Blue is my favourite colour, and at this time of year, there are some really pretty blue flowers out, many of them in the shadier parts of my garden. Bulbs are starting to bloom, and bluebells (Hyacinthoides hispanica) and spring starflowers (Tristagma uniflorum, syn. Ipheion uniflorum) will happily multiply in partly shaded spots to form a pool of blue. I grow them nearby the dainty, pink clouds of flowers of succulent Crassula multicava.The crested iris (Iris japonica) - one of the so-called Evansia iris species - is an easily grown rhizomatous plant with ruffled blue (or white) flowers in August and September, and it relishes a shady spot. It forms a good groundcover, and its fans of leaves make a good foliage contrast in the garden. A less commonly seen Evansia iris is Iris wattii, which is taller and has much larger frilly lavender-blue flowers. I love these irises growing with my pale yellow Clivia, which are just starting to bloom now.
I enjoy seeing blue flowers in different colour combinations in my garden. In one area, where abutilons (Abutilon x hybridus), orange clivia (Clivia miniata), red/orange paintbrush lily (Scadoxus puniceus) and shrubby firefly (Justicia floribunda; syn. Justicia rizzinii) provide brilliant hot colours, I enjoy the contrast blue flowers provide to these hues. A couple of shade-tolerant salvias fill the role: Salvia roscida (ht 1.5-2 m; syn. Salvia fallax), with long spires of dainty, pale blue flowers held in dark calyces, and Salvia rubignosa (ht 1 m) with chubby clusters of bright blue blooms held in purple calyces. Plectranthus barbatus (ht 2 m) is another blue-flowered shrub that will grow in part-shade, and it is showing its large spikes now. Compact Eranthemum pulchellum (ht 1 m) is also in bloom now with its clusters of pale blue (or, more rarely, rich blue), simple flowers.

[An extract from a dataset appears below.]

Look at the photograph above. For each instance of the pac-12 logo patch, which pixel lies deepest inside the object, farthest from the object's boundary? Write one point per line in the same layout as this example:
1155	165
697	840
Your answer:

It grows well in shady spots.
Spring annuals are another source of flowers for partly shaded places: forget-me-nots (Myosotis sylvatica), cineraria (Pericallis x hybrida) and polyanthus (Primula, Polyanthus Group) all have blooms in various shades of blue, and like the bulbs and shrubs described above, provide that infusion of freshness that tells us that spring is here!
Blog originally posted on 11 September 2008; updated 6 September 2020.